A jobbing press, job press, or jobber is a variety of printing press used in letterpress printing.

The press is meant to be operated by a pressman working on small jobs, as opposed to long print runs or newspaper work, or jobs that require less than a full-sized sheet of paper, though the definition of "small jobs" may vary widely depending on the printing shop. Such work might include printing personal stationery, handbills, or other small printing jobs, or may include even a small book. Such presses were common in the later 19th and 20th centuries, have yet been largely replaced by the photocopier for small and medium runs, and by the desktop computer for personal stationery. Today, the jobber is the preferred press for letterpress printers who now produce high-end prints (often wedding invitations) for customers who want an antique effect.

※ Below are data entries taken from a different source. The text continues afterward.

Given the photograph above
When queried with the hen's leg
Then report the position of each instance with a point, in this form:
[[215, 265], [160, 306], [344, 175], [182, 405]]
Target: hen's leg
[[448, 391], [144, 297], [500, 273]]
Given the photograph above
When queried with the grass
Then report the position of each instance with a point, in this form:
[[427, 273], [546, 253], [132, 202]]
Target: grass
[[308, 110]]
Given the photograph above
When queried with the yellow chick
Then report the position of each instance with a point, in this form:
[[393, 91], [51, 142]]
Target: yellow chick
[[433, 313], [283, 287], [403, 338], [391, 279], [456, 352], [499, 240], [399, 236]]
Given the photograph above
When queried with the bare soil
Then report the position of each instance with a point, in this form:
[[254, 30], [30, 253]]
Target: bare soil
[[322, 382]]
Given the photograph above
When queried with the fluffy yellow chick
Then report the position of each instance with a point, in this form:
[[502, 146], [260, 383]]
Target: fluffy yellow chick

Though the term can refer to any small printing press or machine intended for such work, it most commonly refers to a class of small, vertical platen presses.
Depending on the time period when the machine was made, they may be operated by treadle, line shaft, electricity, or by hand lever.

==Platen job press==
The most common form of job presses were those classified as platen presses. A platen press is one that has a platen (a flat metal plate) to apply the needed pressure against the paper and bed of type to form the impression, in contrast to those presses that use a cylinder.

George Phineas Gordon developed a design of press that was widely adopted, his "Franklin Press". Chandler & Price was a company that made a widely used jobber press.